Updated by Dan0042 (Daniel DeLorme) almost 5 years ago
I can't think of taking a random member but I can imagine wanting to extract to separate files.
Zlib::GzipReader.each_file("input.gz").with_index do |gzip,i|
File.open("output#{i}","w"){ |f| f.write(gzip.read) }
end
But I admit I haven't needed this personally, so maybe this is not so useful.
Updated by jeremyevans0 (Jeremy Evans) almost 5 years ago
shyouhei (Shyouhei Urabe) wrote:
Do you know if there are cases when taking a random member of such gzip file is actually useful?

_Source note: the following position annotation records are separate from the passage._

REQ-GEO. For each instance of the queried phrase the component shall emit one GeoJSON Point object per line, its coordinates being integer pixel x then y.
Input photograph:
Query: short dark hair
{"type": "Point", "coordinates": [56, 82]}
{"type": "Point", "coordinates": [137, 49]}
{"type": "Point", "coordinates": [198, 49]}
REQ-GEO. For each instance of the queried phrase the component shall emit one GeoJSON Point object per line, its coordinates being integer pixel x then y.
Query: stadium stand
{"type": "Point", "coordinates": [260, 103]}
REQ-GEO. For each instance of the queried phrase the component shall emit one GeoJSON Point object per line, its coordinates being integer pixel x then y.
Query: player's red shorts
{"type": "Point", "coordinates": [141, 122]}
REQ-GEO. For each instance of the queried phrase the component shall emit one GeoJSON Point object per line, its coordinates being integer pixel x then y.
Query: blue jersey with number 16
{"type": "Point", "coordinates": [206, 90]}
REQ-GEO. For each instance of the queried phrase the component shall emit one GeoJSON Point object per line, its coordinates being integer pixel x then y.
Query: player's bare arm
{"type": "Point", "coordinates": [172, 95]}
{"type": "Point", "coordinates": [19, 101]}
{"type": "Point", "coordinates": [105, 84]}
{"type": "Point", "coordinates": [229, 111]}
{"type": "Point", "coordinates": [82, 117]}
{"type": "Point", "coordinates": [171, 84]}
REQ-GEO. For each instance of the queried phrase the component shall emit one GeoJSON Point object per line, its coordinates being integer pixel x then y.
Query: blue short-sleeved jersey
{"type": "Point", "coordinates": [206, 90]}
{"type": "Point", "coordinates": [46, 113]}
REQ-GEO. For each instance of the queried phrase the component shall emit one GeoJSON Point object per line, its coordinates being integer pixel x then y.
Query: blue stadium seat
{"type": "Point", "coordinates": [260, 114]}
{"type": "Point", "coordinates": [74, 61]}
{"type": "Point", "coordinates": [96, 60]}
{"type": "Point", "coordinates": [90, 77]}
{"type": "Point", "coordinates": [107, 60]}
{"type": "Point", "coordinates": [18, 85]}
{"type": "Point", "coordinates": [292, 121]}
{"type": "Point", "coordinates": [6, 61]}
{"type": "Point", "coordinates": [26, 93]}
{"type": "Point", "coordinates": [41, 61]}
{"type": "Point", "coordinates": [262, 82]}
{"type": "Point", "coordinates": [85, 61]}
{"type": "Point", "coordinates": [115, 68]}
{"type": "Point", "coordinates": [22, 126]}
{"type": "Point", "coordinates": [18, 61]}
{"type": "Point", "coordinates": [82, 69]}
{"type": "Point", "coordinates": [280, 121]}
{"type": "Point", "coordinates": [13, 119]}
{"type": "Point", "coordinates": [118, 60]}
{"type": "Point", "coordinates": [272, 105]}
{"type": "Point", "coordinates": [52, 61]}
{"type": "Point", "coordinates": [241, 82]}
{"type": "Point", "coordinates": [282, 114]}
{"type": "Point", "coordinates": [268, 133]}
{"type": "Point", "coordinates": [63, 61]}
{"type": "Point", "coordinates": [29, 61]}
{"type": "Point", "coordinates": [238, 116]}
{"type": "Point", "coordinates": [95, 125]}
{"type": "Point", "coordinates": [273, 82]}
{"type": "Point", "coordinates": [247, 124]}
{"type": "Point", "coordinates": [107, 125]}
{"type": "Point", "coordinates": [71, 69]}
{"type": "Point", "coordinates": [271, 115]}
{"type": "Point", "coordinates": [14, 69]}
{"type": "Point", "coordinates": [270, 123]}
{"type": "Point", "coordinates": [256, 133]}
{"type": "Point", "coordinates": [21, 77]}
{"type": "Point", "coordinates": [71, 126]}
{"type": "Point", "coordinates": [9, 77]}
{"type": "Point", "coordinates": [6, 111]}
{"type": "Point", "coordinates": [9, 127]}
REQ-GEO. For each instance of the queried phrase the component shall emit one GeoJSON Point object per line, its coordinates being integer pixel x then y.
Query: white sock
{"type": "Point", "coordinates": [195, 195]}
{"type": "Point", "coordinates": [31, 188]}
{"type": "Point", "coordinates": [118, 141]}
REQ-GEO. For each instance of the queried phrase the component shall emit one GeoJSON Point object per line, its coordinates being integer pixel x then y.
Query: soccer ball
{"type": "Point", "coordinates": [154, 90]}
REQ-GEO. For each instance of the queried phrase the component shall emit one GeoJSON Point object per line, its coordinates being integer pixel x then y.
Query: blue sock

It's not taking a random member, it's processing the separate gzip streams in order, which is actually useful. For example, in OpenBSD's packages, the first gzip stream in the package contains the package metadata. That is read completely, and after processing the metadata, the programs that handle packages determine whether it needs to read the actual package data (stored in the second gzip stream). If it doesn't need to process the package data, it can then stop at that point without having read any more than it needs to.
Updated by nobu (Nobuyoshi Nakada) almost 5 years ago
jeremyevans0 (Jeremy Evans) wrote:
For example, in OpenBSD's packages, the first gzip stream in the package contains the package metadata. That is read completely, and after processing the metadata, the programs that handle packages determine whether it needs to read the actual package data (stored in the second gzip stream). If it doesn't need to process the package data, it can then stop at that point without having read any more than it needs to.
It is an interesting usage.
Does that metadata need to be a separate member, not the leading part of a large stream?
Updated by jeremyevans0 (Jeremy Evans) almost 5 years ago
nobu (Nobuyoshi Nakada) wrote:
It is an interesting usage.
Does that metadata need to be a separate member, not the leading part of a large stream?
It's easier and more efficient if the metadata is a separate member. I'm guessing it could be changed to use a single large stream, but there is no reason to do so, and doing so would break existing tooling.
Updated by jeremyevans0 (Jeremy Evans) over 4 years ago
ko1 (Koichi Sasada) wrote in #note-10:
- mame: can each_file return an Enumerator? Seems difficult to implement it
- matz: How about always behaving like zcat? Is an option to keep the old behaviors really needed?
- akr: The traditional behavior should be kept
- akr: gzip(1) describes concatenation of gzip files in ADVANCED USAGE. https://www.gnu.org/software/gzip/manual/gzip.html#Advanced-usage
Conclusion:
- matz: it should behave like zcat. Handling each member should be deleted.
I'm not sure, but it seems the proposal here would be to make all Zlib::GzipReader methods transparently handle multiple streams. There are two issues with doing that:
-
It's very invasive, all methods would need to change, some in fairly complex ways.
-
More importantly, it would break cases where non-gzip data was stored after gzip data. Currently you can use GzipReader in such cases, and the io pointer after the gzip processing will be directly after where the gzip stream ends, at which point you can use the io normally. Basically, if you make this change, you could no longer embed a gzip stream in the middle of a file and read just that stream.
If we don't want to add Zlib::GzipReader.each_file but we want to add something like zcat, here's a pull request that implements Zlib::GzipReader.zcat: https://github.com/ruby/zlib/pull/13. I think Zlib::GzipReader.each_file is a more useful and flexible method than Zlib::GzipReader.zcat. We could certainly have both, though.
Updated by jeremyevans0 (Jeremy Evans) over 4 years ago
- Status changed from Feedback to Closed
matz approved Zlib::GzipReader.zcat, so I merged the pull request into zlib.